Unincorporated community

Lowe Farm is a farming community in southern Manitoba, Canada in the Rural Municipality of Morris, 10 minutes west of Morris, Manitoba, on Manitoba Highway 23. It was founded in the 1880s, when John Lowe (born February 20, 1824) managed a campaign to attract immigrants, particularly farmers and farm labourers for Manitoba. Lowe Farm became a model farm and a testing ground for farming innovations and later developed into a village.

Lowe Farm has three churches, a credit union, a recreation centre, a privately owned grocery store, farm supply, gas station, a café, an elementary/junior high school and a community park. Lowe Farm has three baseball diamonds: two in the park and one on the school playground where a baseball program is run. There was once a grain elevator but it was demolished in September 2021. The town is laid out in a reverse L-shape.
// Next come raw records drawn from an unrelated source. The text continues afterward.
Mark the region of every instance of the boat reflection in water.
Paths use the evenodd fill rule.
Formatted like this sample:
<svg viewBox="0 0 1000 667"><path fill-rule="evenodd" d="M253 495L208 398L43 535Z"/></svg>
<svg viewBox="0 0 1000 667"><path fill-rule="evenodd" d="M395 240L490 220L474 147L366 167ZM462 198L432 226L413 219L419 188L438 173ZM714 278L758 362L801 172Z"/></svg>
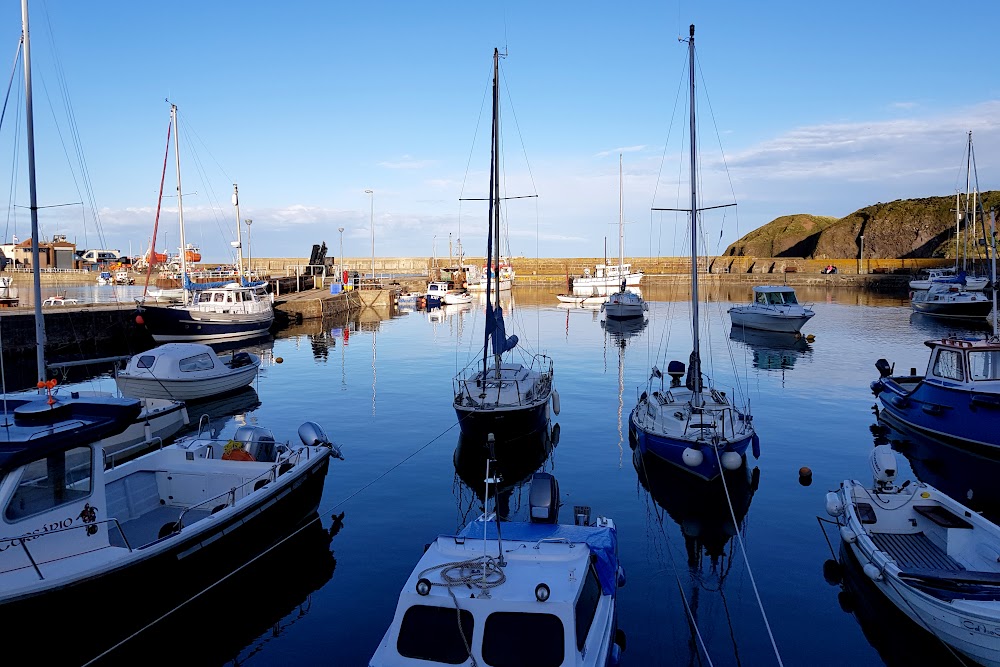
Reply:
<svg viewBox="0 0 1000 667"><path fill-rule="evenodd" d="M796 333L759 331L734 326L729 338L753 352L754 368L767 371L791 370L801 357L812 354L809 337Z"/></svg>
<svg viewBox="0 0 1000 667"><path fill-rule="evenodd" d="M454 455L459 525L464 526L484 511L488 459L493 459L490 461L490 477L499 479L498 484L491 485L491 494L496 494L497 515L501 521L509 521L517 516L522 501L527 507L527 498L523 496L528 492L526 482L531 473L539 470L551 472L545 468L557 444L559 424L509 441L497 438L492 457L486 442L460 435Z"/></svg>
<svg viewBox="0 0 1000 667"><path fill-rule="evenodd" d="M713 588L721 588L733 566L732 538L743 530L750 501L760 484L760 468L749 470L744 460L737 470L723 471L723 486L721 480L695 477L657 456L643 455L638 449L633 452L632 463L639 483L659 506L652 508L657 522L663 524L662 508L680 526L692 579L703 587L714 580Z"/></svg>
<svg viewBox="0 0 1000 667"><path fill-rule="evenodd" d="M831 586L840 587L840 608L854 616L865 639L888 667L973 664L949 651L875 588L843 541L838 558L823 563L823 577Z"/></svg>
<svg viewBox="0 0 1000 667"><path fill-rule="evenodd" d="M330 545L343 521L343 514L334 516L332 523L325 520L327 527L314 513L299 530L289 526L274 548L234 551L238 558L198 573L170 596L152 598L135 591L132 601L116 612L118 623L102 620L99 628L68 642L75 652L72 664L100 651L105 653L92 664L149 664L151 656L157 664L182 664L191 662L192 655L198 664L244 664L310 613L312 594L330 581L337 566ZM93 650L98 642L106 643ZM91 653L83 652L84 647Z"/></svg>
<svg viewBox="0 0 1000 667"><path fill-rule="evenodd" d="M994 523L1000 521L1000 461L918 433L883 410L872 426L875 444L889 444L930 484Z"/></svg>

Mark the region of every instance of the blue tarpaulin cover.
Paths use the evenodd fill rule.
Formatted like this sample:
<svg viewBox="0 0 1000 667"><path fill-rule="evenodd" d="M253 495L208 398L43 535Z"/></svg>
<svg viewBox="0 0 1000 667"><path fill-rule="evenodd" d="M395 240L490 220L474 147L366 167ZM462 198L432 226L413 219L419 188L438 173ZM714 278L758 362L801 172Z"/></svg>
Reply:
<svg viewBox="0 0 1000 667"><path fill-rule="evenodd" d="M484 534L485 533L485 534ZM605 595L613 595L618 585L618 535L614 528L596 526L571 526L553 523L504 522L500 526L504 540L537 542L538 540L562 538L568 542L585 542L590 552L597 556L597 578ZM470 539L495 540L495 521L473 521L462 529L460 537Z"/></svg>

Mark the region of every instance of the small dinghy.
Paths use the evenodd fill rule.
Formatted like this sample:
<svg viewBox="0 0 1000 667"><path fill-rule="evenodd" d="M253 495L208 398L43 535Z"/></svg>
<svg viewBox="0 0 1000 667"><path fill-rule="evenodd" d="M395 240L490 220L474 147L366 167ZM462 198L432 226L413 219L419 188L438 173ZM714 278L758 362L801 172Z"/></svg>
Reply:
<svg viewBox="0 0 1000 667"><path fill-rule="evenodd" d="M164 343L129 359L115 382L123 396L194 401L242 389L258 368L249 352L220 357L202 343Z"/></svg>
<svg viewBox="0 0 1000 667"><path fill-rule="evenodd" d="M532 475L529 499L530 522L484 515L426 547L370 667L619 664L614 522L576 507L575 523L559 524L547 473Z"/></svg>
<svg viewBox="0 0 1000 667"><path fill-rule="evenodd" d="M826 511L864 573L917 625L982 665L1000 665L1000 527L923 483L896 486L890 445L874 484L845 480Z"/></svg>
Lowe Farm School has 70 students, and 10 staff members. The school has a Natural Playground that consists of a toboggan hill and swings. The school has been integrating technology by using smartboards, netbooks, desktops, and LCD projectors into their everyday experiences. The students are very engaged, participating in leadership activities like buddy reading, computer buddies, gym helpers, canteen helpers, and book order volunteers. They also participate in inter-school sports like basketball, volleyball, cross-country, badminton, floor hockey, and softball. The student council organizes events like Fall Frolics, Spirit Week, School Newspaper, Talent Show, and Oreo dunking, and organize sales of school clothing.